The controversy over the 1980 Benbow and Stanley study of gender differences in mathematical ability demonstrates why it is important to go beyond hypothesis testing. The study used 10,000 participants, so it had plenty of statistical power. That means we can trust that the statistically significant difference they found was real. But the effect size informed us that this statistically significant difference was trivial. Combining all four ways of analyzing data (hypothesis testing, confidence intervals, effect size, and power analysis) helps us listen to the data story with all of its wonderful nuances and suggestions for future research.

212

CHECK YOUR LEARNING

Reviewing the Concepts

  • Statistical power is the probability that we will reject the null hypothesis if we should reject it.
  • Ideally, a researcher only conducts a study when there is 80% statistical power; that is, at least 80% of the time, the researcher will correctly reject the null hypothesis.
  • Statistical power is affected by several factors, but most directly by sample size.
  • Before conducting a study, researchers often determine the number of participants they need in order to ensure statistical power of 0.80.
  • To get the most complete story about the data, it is best to combine the results of hypothesis testing with information gained from confidence intervals, effect size, and power.

Clarifying the Concepts

  • 8-8 What are three ways to increase statistical power?

Calculating the Statistics

  • 8-9 Check Your Learning 8-3 and 8-7 discussed a study aimed at changing CFC scores through a career discussion group.

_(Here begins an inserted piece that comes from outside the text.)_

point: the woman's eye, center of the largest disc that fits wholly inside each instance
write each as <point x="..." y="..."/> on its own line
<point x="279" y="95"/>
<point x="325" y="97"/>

Imagine that those in the discussion group of 45 students have a mean CFC score of 3.45. Let’s say that you know that the population mean CFC score is 3.20, with a standard deviation of 0.70. Calculate statistical power for this as a one-tailed test.

Applying the Concepts

  • 8-10 Refer to Check Your Learning 8-9.
    1. Explain what the number obtained in your statistical power calculation means.
    2. Describe how the researchers might increase statistical power.

Solutions to these Check Your Learning questions can be found in Appendix D.